Quantum chromatic numbers of some graphs in Hamming schemes

TL;DR

This paper determines the quantum chromatic numbers for a new family of graphs within Hamming schemes, expanding the limited known examples beyond Hadamard graphs and providing bounds for others.

Contribution

It explicitly calculates the quantum chromatic numbers for a class of graphs in Hamming schemes, the second such family with known values, and offers bounds for additional graphs.

Findings

Quantum chromatic numbers are determined for a specific class of Hamming scheme graphs.

Bounds are provided for quantum chromatic numbers of other Hamming scheme graphs.

Results enable calculation of quantum chromatic numbers for product graphs.

Abstract

The study of quantum chromatic numbers of graphs is a hot research topic in recent years.

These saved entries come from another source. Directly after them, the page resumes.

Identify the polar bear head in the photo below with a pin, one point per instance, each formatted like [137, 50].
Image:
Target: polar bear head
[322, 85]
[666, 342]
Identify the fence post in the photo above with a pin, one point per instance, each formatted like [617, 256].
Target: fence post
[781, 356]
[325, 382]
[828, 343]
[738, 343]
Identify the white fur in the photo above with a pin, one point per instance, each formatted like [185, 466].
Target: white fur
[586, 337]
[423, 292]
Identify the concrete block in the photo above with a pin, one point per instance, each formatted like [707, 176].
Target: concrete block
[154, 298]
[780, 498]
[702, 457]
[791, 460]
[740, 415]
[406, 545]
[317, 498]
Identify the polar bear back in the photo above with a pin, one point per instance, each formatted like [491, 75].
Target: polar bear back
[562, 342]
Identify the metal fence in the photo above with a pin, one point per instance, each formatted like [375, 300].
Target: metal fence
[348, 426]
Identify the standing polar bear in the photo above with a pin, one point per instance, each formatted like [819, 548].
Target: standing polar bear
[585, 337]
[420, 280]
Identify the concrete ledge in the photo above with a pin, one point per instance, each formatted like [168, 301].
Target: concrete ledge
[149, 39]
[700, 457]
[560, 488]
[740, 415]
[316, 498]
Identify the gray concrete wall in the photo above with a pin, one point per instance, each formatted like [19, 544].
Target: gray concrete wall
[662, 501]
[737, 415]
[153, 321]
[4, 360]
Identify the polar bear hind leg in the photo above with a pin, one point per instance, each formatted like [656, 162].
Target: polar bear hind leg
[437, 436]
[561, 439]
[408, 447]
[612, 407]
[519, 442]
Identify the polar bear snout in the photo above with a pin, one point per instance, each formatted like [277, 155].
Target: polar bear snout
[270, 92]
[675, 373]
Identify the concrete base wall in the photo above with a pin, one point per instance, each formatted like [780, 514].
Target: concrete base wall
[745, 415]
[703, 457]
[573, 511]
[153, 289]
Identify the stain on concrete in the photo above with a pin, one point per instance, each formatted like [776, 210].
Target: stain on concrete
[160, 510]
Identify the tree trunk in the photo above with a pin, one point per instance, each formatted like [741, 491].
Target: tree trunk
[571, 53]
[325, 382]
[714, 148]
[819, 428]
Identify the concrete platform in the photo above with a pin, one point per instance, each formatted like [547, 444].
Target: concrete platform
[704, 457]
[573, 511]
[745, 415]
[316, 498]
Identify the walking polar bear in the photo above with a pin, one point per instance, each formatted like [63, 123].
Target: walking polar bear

However, the infinite family of graphs with known quantum chromatic numbers are rare, as far as we know, the only known such graphs (except for complete graphs, cycles, bipartite graphs and some trivial cases) are the Hadamard graphs $H_n$ with $2^n$ vertices and $n$ a multiple of $4$. In this paper, we consider the graphs in Hamming schemes, we determined the quantum chromatic numbers of one class of such graphs. Notably, this is the second known family of graphs whose quantum chromatic numbers are explicitly determined except for some cases aforementioned. We also provide some bounds for the quantum chromatic numbers of some other graphs in Hamming schemes. Consequently, we can obtain the quantum chromatic numbers of products of some graphs.